Les bienfaits de la baisse de l’Euro
Si la situation fut parfois commercialement difficile ces dernières années, un mieux est palpable depuis quelques mois maintenant. « La situation s’améliore beaucoup au Maroc avec le retour à un taux de change acceptable entre l’Euro et le Dollar. Pendant toute la période récente où l’euro était cher, nous n’avons pas pu travailler au Maroc qui achète en dollars, c’était un marché fermé, et de nombreux investissements ont été stoppés net ou retardés. Les besoins sont tels, que les projets de construction d’usine comprennent des installations complètes, process qu’ils ne pouvaient se payer lorsque l’euro était si cher. Avec la baisse de l’euro, nous commençons d’avoir de nouveau des appels, les affaires redémarrent et les commandes suivent » témoigne Jean-Georges Denizot. « Ces dernières années, les marocains sont allés voir ailleurs compte tenu du contexte économique. Paradoxalement, il leur revenait parfois moins cher d’aller acheter de l’acier aux USA en raison du fort déséquilibre entre l’Euro et le dollar et du prix de l’acier très défavorable aux producteurs d’acier européens » ajoute Laurent Morillon, patron de l’entreprise éponyme qui vend au Maroc par l’intermédiaire des ensembliers notamment. « Mais il est clair que c’est un pays où les entreprises ont maintenant les moyens d’investir et nous espérons avoir accès à d’autres segments du marché, hors alimentation animale aujourd’hui. Sans compter que l’un des chances de ce marché sera peut-être les projets de délocalisation au Maroc d’usines actuellement situées en Europe, avec un salaire à 150 euros, le pays est compétitif. »

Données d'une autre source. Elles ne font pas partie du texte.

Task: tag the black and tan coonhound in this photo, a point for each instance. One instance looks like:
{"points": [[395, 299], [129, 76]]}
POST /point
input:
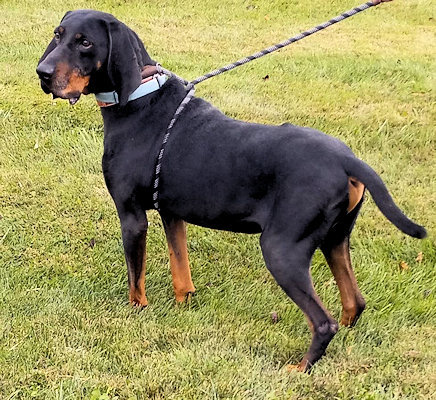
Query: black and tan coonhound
{"points": [[298, 187]]}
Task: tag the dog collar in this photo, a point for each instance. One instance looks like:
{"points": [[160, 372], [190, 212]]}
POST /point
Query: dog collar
{"points": [[147, 86]]}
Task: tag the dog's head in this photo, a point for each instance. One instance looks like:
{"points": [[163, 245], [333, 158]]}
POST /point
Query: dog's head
{"points": [[92, 52]]}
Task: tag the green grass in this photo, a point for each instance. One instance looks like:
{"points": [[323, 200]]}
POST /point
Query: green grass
{"points": [[66, 330]]}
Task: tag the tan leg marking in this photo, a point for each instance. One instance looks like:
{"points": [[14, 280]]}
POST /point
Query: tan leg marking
{"points": [[175, 231], [355, 192], [352, 300]]}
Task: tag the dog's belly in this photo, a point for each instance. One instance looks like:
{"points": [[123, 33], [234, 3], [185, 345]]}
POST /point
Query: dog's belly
{"points": [[226, 223]]}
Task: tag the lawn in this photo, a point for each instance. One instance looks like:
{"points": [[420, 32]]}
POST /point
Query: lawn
{"points": [[66, 329]]}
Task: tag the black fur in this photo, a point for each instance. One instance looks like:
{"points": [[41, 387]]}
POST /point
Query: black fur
{"points": [[286, 182]]}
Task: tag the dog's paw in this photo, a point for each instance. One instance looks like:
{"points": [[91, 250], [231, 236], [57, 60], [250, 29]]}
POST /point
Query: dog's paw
{"points": [[185, 297]]}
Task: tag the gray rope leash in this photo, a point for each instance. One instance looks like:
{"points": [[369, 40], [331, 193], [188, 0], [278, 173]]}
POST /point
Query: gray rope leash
{"points": [[191, 85], [278, 46], [180, 108]]}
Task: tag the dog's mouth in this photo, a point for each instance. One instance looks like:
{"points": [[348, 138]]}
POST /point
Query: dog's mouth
{"points": [[72, 97], [68, 86]]}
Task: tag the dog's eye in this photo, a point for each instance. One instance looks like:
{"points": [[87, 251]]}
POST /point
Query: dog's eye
{"points": [[86, 43]]}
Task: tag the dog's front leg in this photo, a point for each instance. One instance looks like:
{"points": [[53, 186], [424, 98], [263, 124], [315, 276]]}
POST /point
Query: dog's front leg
{"points": [[134, 231], [175, 231]]}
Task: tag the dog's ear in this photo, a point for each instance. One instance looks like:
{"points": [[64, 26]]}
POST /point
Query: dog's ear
{"points": [[51, 46], [126, 57]]}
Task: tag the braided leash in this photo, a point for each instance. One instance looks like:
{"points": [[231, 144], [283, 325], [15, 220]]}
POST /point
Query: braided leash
{"points": [[190, 85]]}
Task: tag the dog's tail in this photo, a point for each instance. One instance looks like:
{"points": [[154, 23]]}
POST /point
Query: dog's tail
{"points": [[365, 174]]}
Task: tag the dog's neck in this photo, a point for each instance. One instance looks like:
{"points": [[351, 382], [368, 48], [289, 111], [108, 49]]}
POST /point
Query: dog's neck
{"points": [[152, 80]]}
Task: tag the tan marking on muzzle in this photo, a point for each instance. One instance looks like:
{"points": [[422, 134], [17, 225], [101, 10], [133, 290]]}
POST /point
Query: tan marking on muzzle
{"points": [[355, 192], [69, 80]]}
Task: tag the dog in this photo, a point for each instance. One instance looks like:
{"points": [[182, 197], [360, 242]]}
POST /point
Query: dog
{"points": [[299, 188]]}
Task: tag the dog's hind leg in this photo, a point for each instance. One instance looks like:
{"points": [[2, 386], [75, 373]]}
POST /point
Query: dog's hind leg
{"points": [[175, 231], [336, 249], [289, 263]]}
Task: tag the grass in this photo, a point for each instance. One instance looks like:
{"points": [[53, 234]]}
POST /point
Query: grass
{"points": [[66, 330]]}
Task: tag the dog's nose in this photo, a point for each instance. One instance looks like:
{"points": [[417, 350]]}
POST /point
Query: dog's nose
{"points": [[45, 71]]}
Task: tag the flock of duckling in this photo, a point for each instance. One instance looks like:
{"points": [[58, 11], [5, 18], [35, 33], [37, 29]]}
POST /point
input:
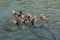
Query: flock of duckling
{"points": [[29, 18]]}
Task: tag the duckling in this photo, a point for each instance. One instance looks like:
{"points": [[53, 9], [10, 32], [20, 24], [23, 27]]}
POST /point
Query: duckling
{"points": [[34, 20], [21, 14], [28, 15], [12, 21], [43, 17], [20, 20], [25, 20]]}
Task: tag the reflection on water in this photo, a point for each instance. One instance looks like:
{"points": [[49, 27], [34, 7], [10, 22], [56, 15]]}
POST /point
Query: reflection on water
{"points": [[50, 31]]}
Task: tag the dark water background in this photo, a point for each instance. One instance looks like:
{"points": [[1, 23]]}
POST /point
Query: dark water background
{"points": [[50, 31]]}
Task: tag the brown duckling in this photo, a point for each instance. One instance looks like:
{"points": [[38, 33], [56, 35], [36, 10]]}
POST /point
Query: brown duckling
{"points": [[34, 20], [12, 21], [43, 17], [28, 15], [21, 14]]}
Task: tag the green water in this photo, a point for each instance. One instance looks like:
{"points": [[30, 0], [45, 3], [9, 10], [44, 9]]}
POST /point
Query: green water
{"points": [[51, 30]]}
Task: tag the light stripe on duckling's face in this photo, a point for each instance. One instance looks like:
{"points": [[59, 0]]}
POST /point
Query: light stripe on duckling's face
{"points": [[12, 21], [43, 17]]}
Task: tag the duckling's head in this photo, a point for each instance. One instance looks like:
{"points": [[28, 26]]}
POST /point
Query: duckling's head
{"points": [[13, 11], [12, 21], [21, 12]]}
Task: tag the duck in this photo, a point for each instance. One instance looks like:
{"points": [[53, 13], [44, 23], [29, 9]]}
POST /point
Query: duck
{"points": [[21, 14], [28, 15], [34, 20], [13, 22], [43, 17]]}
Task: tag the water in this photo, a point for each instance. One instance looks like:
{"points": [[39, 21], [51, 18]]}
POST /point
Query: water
{"points": [[51, 30]]}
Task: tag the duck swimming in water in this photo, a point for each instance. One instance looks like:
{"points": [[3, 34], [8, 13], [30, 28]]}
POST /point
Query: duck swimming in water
{"points": [[28, 15], [34, 20], [13, 22], [43, 17], [21, 14]]}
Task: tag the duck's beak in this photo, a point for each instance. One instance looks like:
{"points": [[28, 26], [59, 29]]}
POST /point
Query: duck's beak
{"points": [[13, 11]]}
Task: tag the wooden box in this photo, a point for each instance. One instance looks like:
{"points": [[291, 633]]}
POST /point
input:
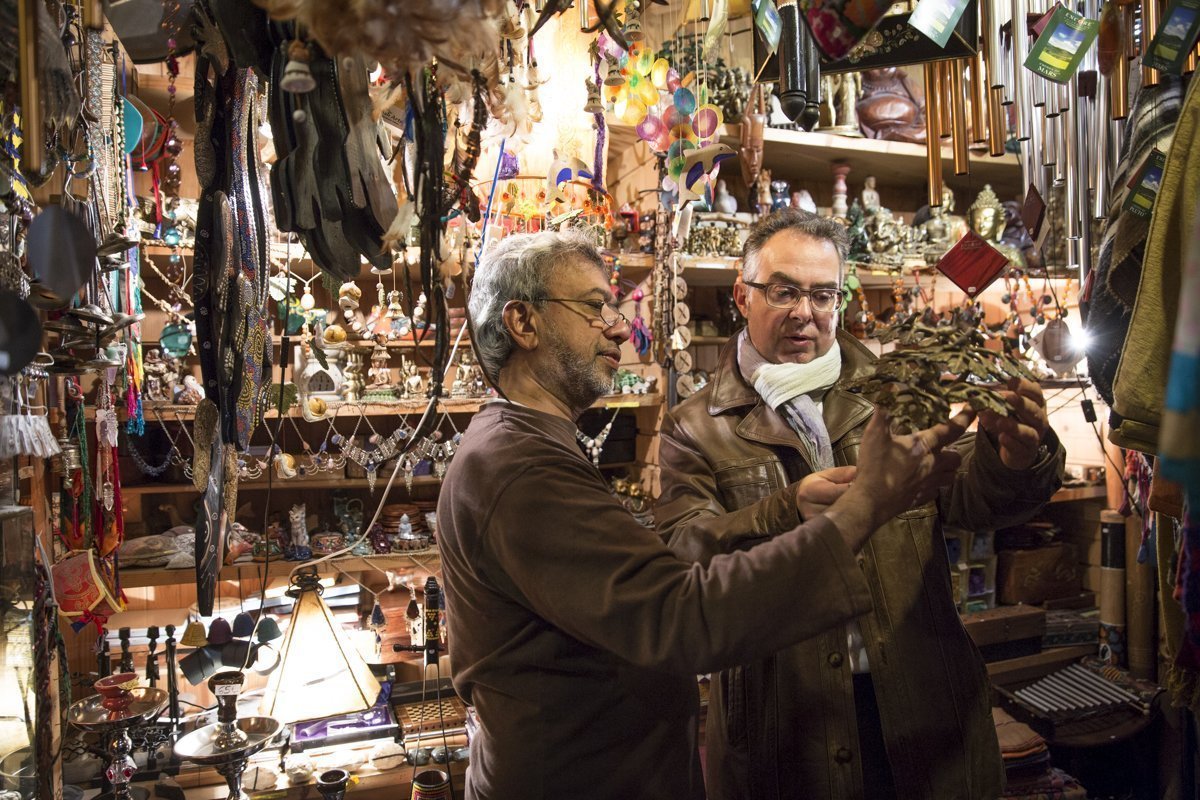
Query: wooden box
{"points": [[1032, 576]]}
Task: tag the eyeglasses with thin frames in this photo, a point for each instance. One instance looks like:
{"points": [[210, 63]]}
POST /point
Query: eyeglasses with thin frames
{"points": [[607, 313], [787, 296]]}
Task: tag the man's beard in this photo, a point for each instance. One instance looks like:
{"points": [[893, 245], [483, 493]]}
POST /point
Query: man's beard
{"points": [[581, 380]]}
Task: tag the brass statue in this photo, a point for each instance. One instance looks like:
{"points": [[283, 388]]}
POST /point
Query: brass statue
{"points": [[839, 97], [888, 108], [987, 218]]}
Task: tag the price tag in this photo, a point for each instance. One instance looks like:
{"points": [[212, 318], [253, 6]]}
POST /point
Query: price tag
{"points": [[937, 18], [1145, 184], [1175, 37], [1061, 47]]}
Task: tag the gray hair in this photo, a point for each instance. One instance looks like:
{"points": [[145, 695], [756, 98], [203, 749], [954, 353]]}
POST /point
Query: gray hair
{"points": [[519, 268], [798, 221]]}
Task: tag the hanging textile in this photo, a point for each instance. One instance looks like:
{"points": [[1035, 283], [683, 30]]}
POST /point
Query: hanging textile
{"points": [[1140, 380]]}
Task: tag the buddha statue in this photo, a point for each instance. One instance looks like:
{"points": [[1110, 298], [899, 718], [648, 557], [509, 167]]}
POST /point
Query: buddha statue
{"points": [[888, 108], [987, 218]]}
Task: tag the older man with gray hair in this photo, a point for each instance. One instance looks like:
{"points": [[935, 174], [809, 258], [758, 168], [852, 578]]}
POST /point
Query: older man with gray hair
{"points": [[575, 632]]}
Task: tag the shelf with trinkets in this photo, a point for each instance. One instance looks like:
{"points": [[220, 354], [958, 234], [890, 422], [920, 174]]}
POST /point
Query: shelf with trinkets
{"points": [[426, 559], [447, 405]]}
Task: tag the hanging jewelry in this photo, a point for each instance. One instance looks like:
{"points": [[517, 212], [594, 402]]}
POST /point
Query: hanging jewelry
{"points": [[593, 446]]}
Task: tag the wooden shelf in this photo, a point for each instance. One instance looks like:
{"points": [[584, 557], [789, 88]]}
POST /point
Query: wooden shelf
{"points": [[137, 577], [171, 411], [801, 154], [1080, 493], [287, 485]]}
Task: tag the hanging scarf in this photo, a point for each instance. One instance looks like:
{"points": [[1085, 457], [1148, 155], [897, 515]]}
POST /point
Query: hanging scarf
{"points": [[789, 389]]}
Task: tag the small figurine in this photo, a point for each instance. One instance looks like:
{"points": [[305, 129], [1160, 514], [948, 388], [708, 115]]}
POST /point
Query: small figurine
{"points": [[765, 191], [839, 95], [379, 540], [414, 388], [780, 193], [191, 392], [987, 218], [378, 373], [156, 377], [298, 549], [888, 108], [870, 197]]}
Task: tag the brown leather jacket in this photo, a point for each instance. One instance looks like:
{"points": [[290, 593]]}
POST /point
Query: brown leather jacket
{"points": [[785, 727]]}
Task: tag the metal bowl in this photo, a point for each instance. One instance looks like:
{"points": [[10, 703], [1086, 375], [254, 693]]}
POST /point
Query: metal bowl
{"points": [[201, 746], [88, 714]]}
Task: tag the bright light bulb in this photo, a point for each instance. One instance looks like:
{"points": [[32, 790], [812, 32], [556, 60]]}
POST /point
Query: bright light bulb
{"points": [[1080, 340]]}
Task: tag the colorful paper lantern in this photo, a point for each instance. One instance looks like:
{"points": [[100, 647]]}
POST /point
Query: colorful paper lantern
{"points": [[659, 73], [651, 127], [707, 121]]}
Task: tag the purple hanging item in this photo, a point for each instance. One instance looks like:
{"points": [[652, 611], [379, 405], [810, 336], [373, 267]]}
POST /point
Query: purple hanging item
{"points": [[510, 166]]}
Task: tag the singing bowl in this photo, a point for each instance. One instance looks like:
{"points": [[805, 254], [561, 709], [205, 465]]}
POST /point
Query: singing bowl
{"points": [[201, 747]]}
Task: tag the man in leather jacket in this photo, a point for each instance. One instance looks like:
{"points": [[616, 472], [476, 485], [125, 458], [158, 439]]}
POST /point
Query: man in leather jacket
{"points": [[895, 703]]}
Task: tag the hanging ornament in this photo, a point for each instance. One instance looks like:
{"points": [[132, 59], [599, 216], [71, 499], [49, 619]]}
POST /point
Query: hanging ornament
{"points": [[297, 76], [594, 106]]}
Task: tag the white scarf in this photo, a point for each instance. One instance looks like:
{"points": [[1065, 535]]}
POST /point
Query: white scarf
{"points": [[779, 383], [786, 388]]}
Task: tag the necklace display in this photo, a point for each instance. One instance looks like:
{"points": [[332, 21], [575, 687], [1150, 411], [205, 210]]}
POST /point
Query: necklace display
{"points": [[594, 446]]}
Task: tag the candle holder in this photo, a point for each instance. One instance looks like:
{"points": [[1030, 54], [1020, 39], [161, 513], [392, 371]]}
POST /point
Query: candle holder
{"points": [[112, 713], [331, 785], [228, 744]]}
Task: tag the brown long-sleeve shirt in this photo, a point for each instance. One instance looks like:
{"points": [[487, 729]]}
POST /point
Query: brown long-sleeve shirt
{"points": [[577, 635]]}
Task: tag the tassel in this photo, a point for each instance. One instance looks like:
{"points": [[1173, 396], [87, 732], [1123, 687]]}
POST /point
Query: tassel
{"points": [[377, 619]]}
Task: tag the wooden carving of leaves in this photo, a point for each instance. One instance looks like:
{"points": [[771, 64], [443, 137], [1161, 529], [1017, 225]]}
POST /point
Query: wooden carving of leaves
{"points": [[934, 367]]}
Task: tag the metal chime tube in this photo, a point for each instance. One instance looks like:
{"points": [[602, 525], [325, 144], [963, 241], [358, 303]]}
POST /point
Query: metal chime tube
{"points": [[1101, 157], [991, 46], [1149, 26], [1006, 66], [933, 136], [1021, 96], [946, 125], [1069, 163], [31, 125], [1081, 175], [1037, 155], [1049, 140], [997, 125], [959, 118], [978, 100], [1119, 79]]}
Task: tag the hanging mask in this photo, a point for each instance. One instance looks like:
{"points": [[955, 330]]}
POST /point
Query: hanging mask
{"points": [[175, 340]]}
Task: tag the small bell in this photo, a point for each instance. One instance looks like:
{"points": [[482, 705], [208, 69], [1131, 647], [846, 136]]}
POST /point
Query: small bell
{"points": [[193, 635], [613, 78], [220, 633], [243, 625], [268, 630], [297, 76], [377, 619], [594, 104], [634, 24]]}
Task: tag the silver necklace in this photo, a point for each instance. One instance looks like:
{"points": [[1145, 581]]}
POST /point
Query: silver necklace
{"points": [[594, 446]]}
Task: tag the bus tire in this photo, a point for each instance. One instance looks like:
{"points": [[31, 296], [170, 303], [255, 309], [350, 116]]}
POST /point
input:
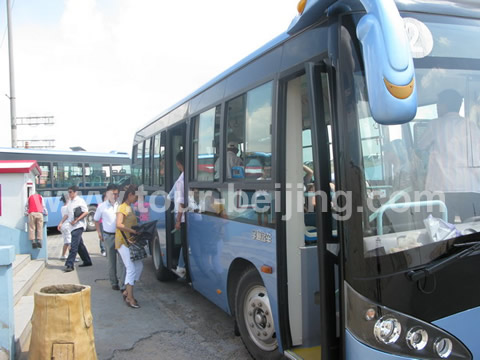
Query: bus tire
{"points": [[254, 318], [91, 214], [161, 272]]}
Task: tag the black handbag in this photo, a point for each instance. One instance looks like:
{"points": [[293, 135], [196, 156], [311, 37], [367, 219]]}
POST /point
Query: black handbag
{"points": [[77, 212], [137, 251]]}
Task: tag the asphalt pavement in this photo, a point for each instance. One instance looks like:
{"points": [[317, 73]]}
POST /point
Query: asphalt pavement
{"points": [[174, 321]]}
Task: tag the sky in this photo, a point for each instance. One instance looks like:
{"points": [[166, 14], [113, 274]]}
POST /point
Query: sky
{"points": [[103, 68]]}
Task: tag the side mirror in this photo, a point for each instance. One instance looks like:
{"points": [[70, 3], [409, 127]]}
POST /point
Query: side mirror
{"points": [[389, 70]]}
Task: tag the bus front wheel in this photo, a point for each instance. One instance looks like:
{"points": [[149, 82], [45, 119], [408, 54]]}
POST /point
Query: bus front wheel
{"points": [[254, 317], [90, 221], [161, 272]]}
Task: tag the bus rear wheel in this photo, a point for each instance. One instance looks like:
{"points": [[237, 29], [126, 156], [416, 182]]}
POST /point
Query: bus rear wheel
{"points": [[254, 317], [90, 221], [161, 272]]}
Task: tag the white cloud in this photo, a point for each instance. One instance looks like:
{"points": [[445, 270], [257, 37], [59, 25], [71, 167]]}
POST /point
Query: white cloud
{"points": [[104, 74]]}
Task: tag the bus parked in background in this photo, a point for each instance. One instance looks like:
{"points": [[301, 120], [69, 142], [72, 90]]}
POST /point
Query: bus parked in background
{"points": [[91, 172], [347, 226]]}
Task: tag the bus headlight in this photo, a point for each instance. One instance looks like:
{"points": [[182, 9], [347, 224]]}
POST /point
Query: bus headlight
{"points": [[387, 329], [396, 333], [443, 347], [417, 338]]}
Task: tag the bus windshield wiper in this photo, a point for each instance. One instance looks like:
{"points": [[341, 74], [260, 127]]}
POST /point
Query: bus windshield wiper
{"points": [[421, 273]]}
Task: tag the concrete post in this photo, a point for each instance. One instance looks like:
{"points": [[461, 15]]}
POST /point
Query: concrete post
{"points": [[7, 330]]}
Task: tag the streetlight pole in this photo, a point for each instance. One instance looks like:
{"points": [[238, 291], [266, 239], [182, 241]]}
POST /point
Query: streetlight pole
{"points": [[12, 80]]}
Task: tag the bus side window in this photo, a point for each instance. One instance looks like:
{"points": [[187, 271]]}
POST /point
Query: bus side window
{"points": [[205, 144], [44, 180], [249, 134]]}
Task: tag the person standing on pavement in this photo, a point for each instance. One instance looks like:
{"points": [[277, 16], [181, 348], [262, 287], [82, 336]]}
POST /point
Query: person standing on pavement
{"points": [[77, 212], [107, 213], [126, 220], [65, 228], [35, 209]]}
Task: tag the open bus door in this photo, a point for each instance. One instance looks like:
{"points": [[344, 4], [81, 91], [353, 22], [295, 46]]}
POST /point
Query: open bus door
{"points": [[327, 244], [175, 144]]}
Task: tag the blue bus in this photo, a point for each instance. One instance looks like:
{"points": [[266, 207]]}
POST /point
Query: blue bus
{"points": [[90, 171], [374, 108]]}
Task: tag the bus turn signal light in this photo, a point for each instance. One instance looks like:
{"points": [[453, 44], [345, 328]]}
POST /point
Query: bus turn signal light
{"points": [[266, 269], [301, 6]]}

Boulangerie : des investisseurs prudents
Si le monde du ciment et celui de l’alimentation animale ont aujourd’hui une structure industrielle semblable à celle de l’Europe, très concentrée, avec des opérateurs de taille nationale, d’autres nagent encore quelques années en arrière. « Pour les secteurs de la meunerie et de la boulangerie, le pays reste sous équipé en terme de vrac » témoigne toutefois Jean-Claude Baur, responsable de Buhler Maroc. « Pour le blé dur, les équipements en vrac sont essentiellement concentrés sur quelques entreprises ; des semouleries qui livrent des usines de pâtes, sinon, tout est encore en manutention manuelle. Pour le blé tendre, les biscuiteries sont loin d’être toutes équipées parce que les minotiers rechignent à investir dans des camions. Ils sont prudents dans ces investissements à cause des difficultés qu’ils rencontrent pour fidéliser leurs clients. » L’aval du marché est encore trop éclaté, morcelé et la filière rendue peu transparente et efficace à cause du passage encore obligé par les grossistes, très présents dans ce secteur au Maroc. « Cela changera peut-être dans 10 ans estime Jean-Claude Baur, mais pour l’instant, les utilisateurs finaux, les boulangers notamment, sont trop modestes, n’ont pas assez de volumes. Donc ils achètent en sacs de 25 ou 50 kg parce qu’il y a toujours beaucoup de travail manuel dans le pays. » La modernisation du secteur de la boulange est en même temps freinée par le cadre structurel posé par l’État, notamment l’encadrement du prix du pain fixé par le gouvernement, et l’attribution de subventions aux entreprises.
Archaïsmes structurels
« Le prix fixe imposé depuis longtemps a réduit les marges des opérateurs à peau de chagrin, le libéraliser permettrait certainement de restaurer les marges, mais il faudrait aussi que des industriels de la boulangerie puisse s’implanter dans le pays et que les subventions soient mieux utilisées » juge Jean-Claude Baur. « Par ailleurs, l’État marocain subventionne 15 % de la production, pour que le pain reste accessible aux plus pauvres. Mais le résultat est surtout que sur 120 moulins environ dans le pays, un bon tiers ne vit que de cette subvention, sans forcément produire. Le jour où cette subvention disparaîtra, le secteur sera assaini d’une trentaine d’usines. » Les boulangers aussi devront fournir des efforts pour sortir d’un certain « dilettantisme ». « Ils sont aussi assez peu soucieux de technique. Lorsqu’un boulanger achète un sac de farine et que le pain est raté, c’est forcément de la faute de la farine, alors que les boulangers ne contrôlent même pas la température de l’eau, le taux de cendres… Les minotiers sont alors contraints de remplacer le sac de farine, souvent par le même d’ailleurs » sourit Jean-Claude Baur. Malgré ces handicaps, l’avenir semble plutôt prometteur. « Les minotiers essayent pourtant d’aider les boulangers, ils ont engagé des ingénieurs pour apporter un appui technique ils commencent à proposer de nouveau produits, mais jusqu’ici, ils n’ont pas de latitude pour proposer du sur-mesure à cause du maillon grossiste. » Signe des temps qui changent, toutefois, le premier mélangeur, vendu par Buhler, sera installé dans le pays début 2009. Et la restructuration devrait se poursuivre. La meunerie est entièrement détenue par des marocains pour l’heure, mais à l’horizon, Jean-Claude Baur voit six groupes se profiler qui cumuleront les fonctions de semouliers et minotiers afin de pouvoir servir tous les produits à leurs clients finaux.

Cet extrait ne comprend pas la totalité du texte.